Jale stammt aus einer muslimischen Familie und lebt vegan.
Jale stammt aus einer muslimischen Familie und lebt vegan. Bild: pixabay.com / privat

Das Opferfest ist das höchste religiöse Fest des Islam und ein Anlass, an dem sich Familien und Freunde treffen und gemeinsam Zeit verbringen.

Viele Muslime "opfern" Tiere und verzehren das Fleisch mit Familie und Bekannten. Einen Teil spenden sie an Bedürftige. Ähnlich wie Feste in anderen Religionen ist auch das Opferfest für die betroffenen Tiere mit großem Leid verbunden.

Auch Jale stammt aus einer muslimischen Familie. Die 28-jährige Türkin lebt seit fast einem Jahr vegan. Sie gehört zu einer wachsenden Bewegung von jungen Menschen, die für Umwelt, Klima oder und aus ethischen Gründen vegan leben.

Wie sie ihr erstes Opferfest als Veganerin erlebt hat, schildert sie im Erfahrungsbericht.


Als Veganerin beim Opferfest: Meine Erfahrungen

Ich bin selbst Türkin und meine Erziehung war zwar muslimisch geprägt, aber nicht dogmatisch. Meine Familie war immer sehr tolerant und auch nicht so religiös. Ich selbst sehe mich nicht als Muslimin.

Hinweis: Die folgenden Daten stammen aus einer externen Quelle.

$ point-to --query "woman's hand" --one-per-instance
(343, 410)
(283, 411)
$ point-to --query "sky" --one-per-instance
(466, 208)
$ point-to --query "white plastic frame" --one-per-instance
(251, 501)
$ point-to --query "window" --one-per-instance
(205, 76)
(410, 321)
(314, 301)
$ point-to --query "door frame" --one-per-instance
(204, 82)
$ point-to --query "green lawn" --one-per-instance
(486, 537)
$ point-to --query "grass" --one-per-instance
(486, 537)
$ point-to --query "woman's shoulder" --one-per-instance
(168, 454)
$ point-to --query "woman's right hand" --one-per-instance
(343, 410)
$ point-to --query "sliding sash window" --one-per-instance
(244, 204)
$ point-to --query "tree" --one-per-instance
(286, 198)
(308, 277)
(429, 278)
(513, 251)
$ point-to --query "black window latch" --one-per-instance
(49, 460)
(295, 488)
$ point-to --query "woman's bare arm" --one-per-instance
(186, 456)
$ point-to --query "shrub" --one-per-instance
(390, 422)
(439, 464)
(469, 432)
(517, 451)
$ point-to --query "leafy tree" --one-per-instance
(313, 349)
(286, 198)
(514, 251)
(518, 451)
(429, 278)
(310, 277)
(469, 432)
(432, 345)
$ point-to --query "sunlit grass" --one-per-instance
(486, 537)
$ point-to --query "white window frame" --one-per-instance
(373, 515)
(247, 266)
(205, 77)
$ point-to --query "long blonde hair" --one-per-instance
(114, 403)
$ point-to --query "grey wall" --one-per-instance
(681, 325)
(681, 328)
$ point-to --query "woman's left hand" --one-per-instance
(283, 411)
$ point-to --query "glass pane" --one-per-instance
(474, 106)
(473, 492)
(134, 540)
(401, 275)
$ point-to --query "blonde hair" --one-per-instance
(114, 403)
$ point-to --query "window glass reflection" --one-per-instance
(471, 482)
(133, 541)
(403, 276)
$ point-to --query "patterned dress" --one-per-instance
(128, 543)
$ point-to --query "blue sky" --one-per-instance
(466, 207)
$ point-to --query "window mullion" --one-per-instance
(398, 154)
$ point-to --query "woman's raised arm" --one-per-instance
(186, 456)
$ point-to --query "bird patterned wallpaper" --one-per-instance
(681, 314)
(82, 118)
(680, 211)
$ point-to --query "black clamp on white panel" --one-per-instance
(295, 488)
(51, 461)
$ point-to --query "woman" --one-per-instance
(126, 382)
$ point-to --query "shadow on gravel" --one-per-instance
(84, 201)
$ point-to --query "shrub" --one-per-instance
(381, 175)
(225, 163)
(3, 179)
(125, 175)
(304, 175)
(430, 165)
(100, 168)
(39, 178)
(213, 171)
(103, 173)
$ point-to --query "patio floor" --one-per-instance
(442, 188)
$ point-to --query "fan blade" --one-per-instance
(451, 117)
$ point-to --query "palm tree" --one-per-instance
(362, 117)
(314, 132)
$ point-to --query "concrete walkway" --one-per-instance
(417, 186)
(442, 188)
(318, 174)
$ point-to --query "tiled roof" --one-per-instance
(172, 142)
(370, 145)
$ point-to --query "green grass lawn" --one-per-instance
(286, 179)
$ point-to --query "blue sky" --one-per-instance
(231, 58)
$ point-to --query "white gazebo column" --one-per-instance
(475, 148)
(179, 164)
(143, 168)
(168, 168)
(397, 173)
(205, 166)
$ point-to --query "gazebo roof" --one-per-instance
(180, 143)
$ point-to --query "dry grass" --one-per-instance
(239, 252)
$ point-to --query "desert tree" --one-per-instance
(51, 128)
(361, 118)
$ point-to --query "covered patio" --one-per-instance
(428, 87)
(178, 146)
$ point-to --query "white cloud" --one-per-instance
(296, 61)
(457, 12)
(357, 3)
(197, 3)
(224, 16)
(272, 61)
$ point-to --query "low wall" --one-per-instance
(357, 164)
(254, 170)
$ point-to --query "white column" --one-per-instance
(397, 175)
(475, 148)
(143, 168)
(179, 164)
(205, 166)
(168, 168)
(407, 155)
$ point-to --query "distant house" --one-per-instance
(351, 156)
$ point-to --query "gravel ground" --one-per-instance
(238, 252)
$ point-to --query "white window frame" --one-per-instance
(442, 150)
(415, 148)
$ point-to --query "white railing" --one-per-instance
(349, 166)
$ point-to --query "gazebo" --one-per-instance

Die Familie von meinem Mann ist allerdings streng muslimisch und hält sich an alle Regeln. Mein Mann selbst sieht es so wie ich und ist Atheist.

Beim muslimischen Opferfest werden traditionell Tiere getötet, also "geopfert". Ich mochte das noch nie und konnte noch nie nachvollziehen, warum man aus Glaubensgründen Tiere töten sollte.

Ich persönlich denke, dass man auch Geld, Kleidung oder ähnliches spenden könnte. Beim Opferfleisch wird gesagt, man könne selbst ein Drittel behalten, ein Drittel an Familie und Freunde abgeben und ein Drittel an Bedürftige spenden.

Dieses Jahr war ich das erste mal als Veganerin beim Opferfest dabei. Gefeiert wurde bei der Familie meines Mannes und natürlich hatte ich Sorgen, ob meine vegane Lebensweise akzeptiert wird.

Die Großeltern meines Mannes "opfern" jedes Jahr mindestens ein Tier. Es wird als "heiliges" Fleisch angesehen und die Familie legt viel Wert auf darauf.

Mein Mann hatte schon am Anfang erzählt, dass ich kein Fleisch, keine Milchprodukte und keine Eier esse und hat seine Großeltern gebeten, dass sie mich nicht dazu zwingen sollen.

Sofort wurde mir vorgeworfen, ich würde mich ungesund ernähren und die vegane Ernährung würde mir schaden. Diese und jene Bekannte sei auch abgemagert, weil sie kein Fleisch äße. Die üblichen Reden. Ich habe leichtes Übergewicht und habe mich gefragt, ob die das eigentlich ernst meinen.

Als ich versucht habe zu erklären, warum ich keine Tierprodukte esse, hat mir aber keiner mehr zugehört.

Mein Onkel kam später noch dazu und meinte, dass heutzutage doch alle "laktoseintolerant" seien und dass das so eine Art Trend sei, damit man sich besonders fühlt.

Ich sagte, dass ich glaube, dass wir Menschen keine Kuhmilch trinken müssten. Es ist ja Babynahrung für Kälber. Und später meinte er witzigerweise, dass er selbst glaubt, dass Kuhmilch eher ungesund sei.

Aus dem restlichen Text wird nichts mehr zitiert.